Был вечер, времени готовиться к балу оставалось мало. Эмма дрожала от волнения, размышляя о том, как будет дебютировать в свете. Она, Эмма Чегуидден из Фрейберна в Йоркшире! И словно этого мало, она еще собиралась на этом празднике шпионить ради человека, которого любила… которому отдалась, но чье лицо никогда не видела.

Утомленная, с ощущением легкой боли в некоторых местах, — она была счастлива и немного возбуждена.

Мадам Мерсье продолжала:

— Глаза мисс Чегуидден меняют цвет от одежды, которую она надевает. От синего хлопка приобретают стальной оттенок, зеленый атлас превращает их в изумруды. Так что я хотела выбрать материал, который позволит ее необычной красе проявиться полностью.

Эмма слышала шелест ткани и восхищенные восклицания леди Фанчер и Эмеи. Она повернулась, чтобы рассмотреть платье, но Тиа снова подтолкнула ее вперед, швеи сердились на горничную, требуя, чтобы она поторапливалась.

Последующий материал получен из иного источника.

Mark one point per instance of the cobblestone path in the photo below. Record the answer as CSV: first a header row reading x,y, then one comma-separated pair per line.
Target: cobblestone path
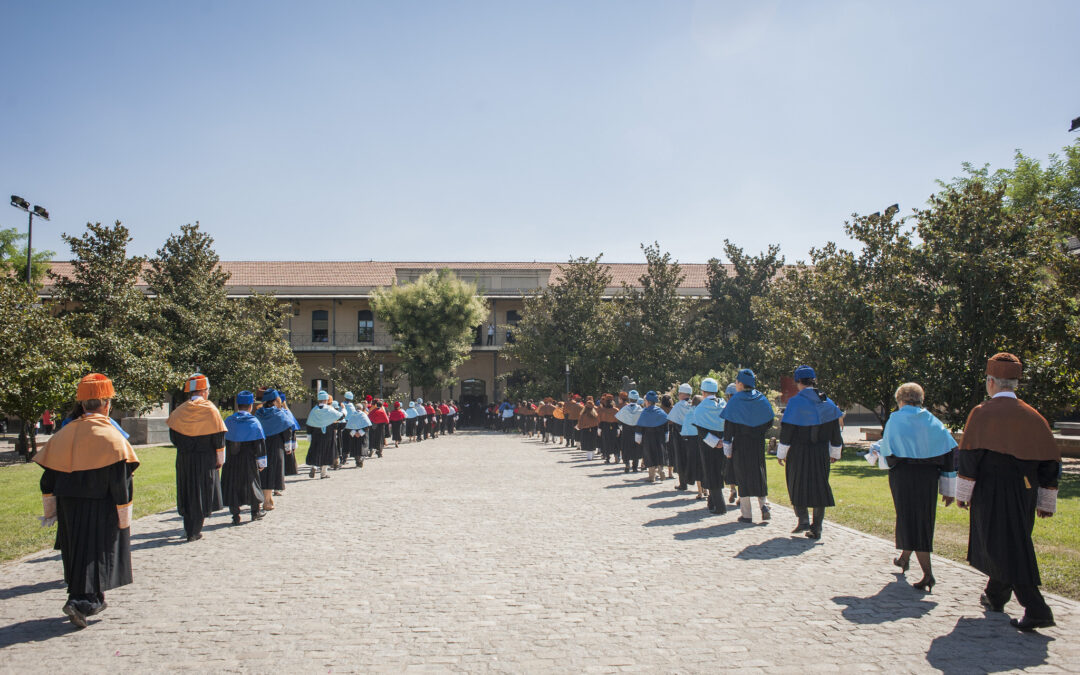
x,y
483,552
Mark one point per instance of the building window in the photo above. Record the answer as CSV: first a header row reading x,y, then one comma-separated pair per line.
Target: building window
x,y
365,326
320,326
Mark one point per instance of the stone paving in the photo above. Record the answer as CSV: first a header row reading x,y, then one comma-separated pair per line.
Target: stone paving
x,y
483,552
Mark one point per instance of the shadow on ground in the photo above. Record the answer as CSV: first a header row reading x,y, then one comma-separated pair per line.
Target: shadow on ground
x,y
987,645
895,601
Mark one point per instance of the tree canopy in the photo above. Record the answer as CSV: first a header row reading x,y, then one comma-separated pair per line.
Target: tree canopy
x,y
432,321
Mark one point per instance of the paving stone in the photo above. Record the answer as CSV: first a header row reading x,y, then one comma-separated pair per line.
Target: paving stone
x,y
485,552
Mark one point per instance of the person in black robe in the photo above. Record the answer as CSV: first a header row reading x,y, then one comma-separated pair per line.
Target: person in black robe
x,y
198,432
747,418
322,450
245,454
88,491
918,450
1009,471
810,441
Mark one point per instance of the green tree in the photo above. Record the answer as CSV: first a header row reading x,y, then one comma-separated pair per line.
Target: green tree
x,y
652,323
13,257
361,375
568,323
40,360
113,318
237,342
727,329
432,322
854,316
1000,281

— Я послала гонцов в Мадрид за этим чудесным шелком. Не знала, когда он прибудет, а внезапное решение принца устроить бал бросало вызов моим скромным талантам. Мы не успевали вовремя. Потом я поняла — роскошные шелковые наряды обычно носят женщины, скажем так, опытные. Мисс Чегуидден молода и невинна, так что, дабы подчеркнуть красоту ткани, платью нужна простота. Это мы и постарались сделать. — Мадам Мерсье походила на довольно мурлыкающую кошку.

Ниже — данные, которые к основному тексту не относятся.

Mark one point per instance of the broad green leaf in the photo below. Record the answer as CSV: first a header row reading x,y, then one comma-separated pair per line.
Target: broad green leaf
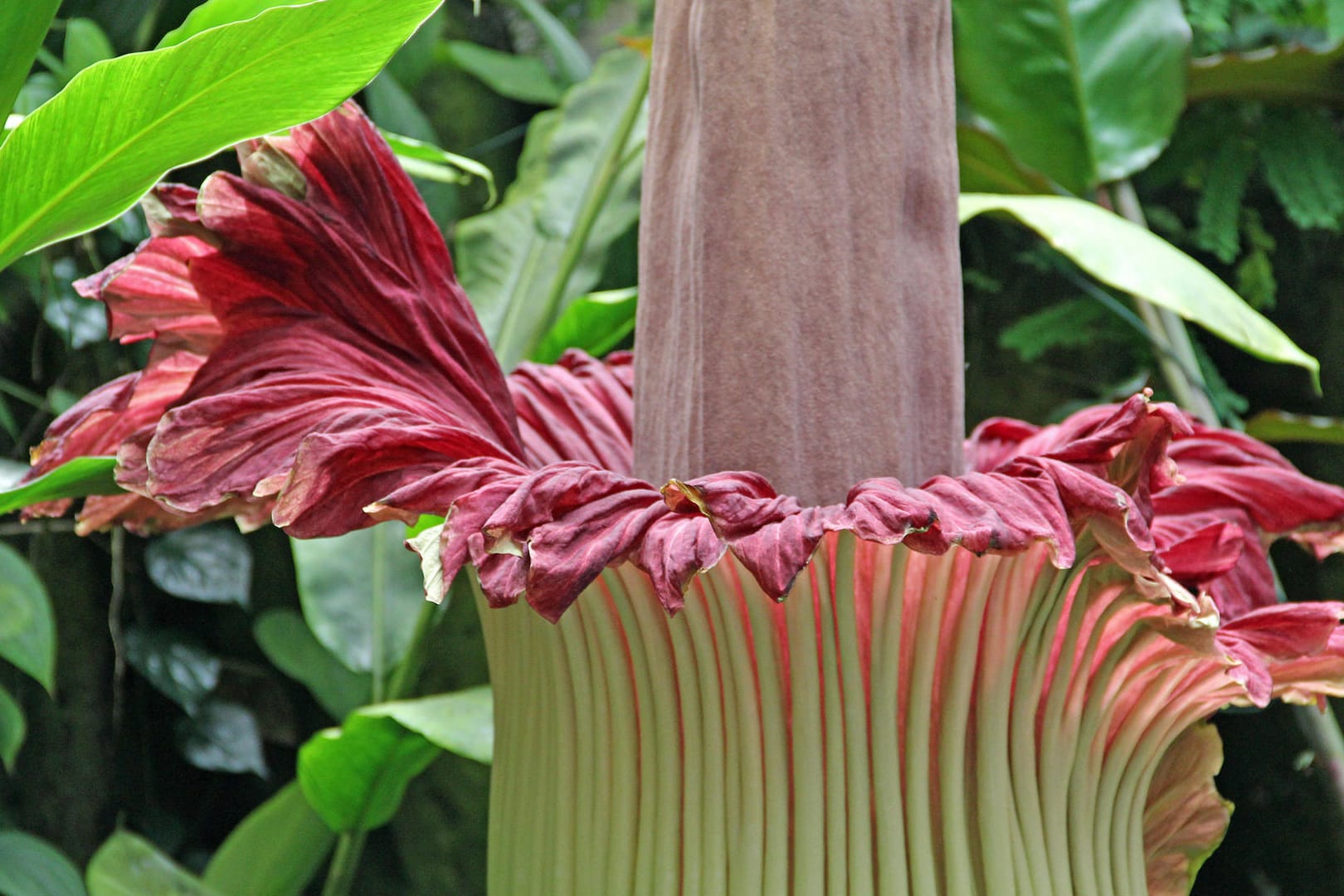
x,y
14,727
32,867
523,78
23,24
27,627
986,167
570,58
212,563
585,156
596,323
183,104
222,737
358,586
355,776
461,722
429,162
175,663
1281,426
1133,260
275,850
85,45
130,865
218,12
286,641
1281,74
77,479
1082,90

— Оно совершенно, — сказала леди Фанчер.

Эмма мельком увидела лежавшее на скамье темное платье. Потом Тиа подняла ее руки, и швеи набросили ей на голову нижние юбки. Когда она выбралась из накрахмаленного плена, платье висело позади нее, а обе дамы обсуждали, какие драгоценности она должна надеть.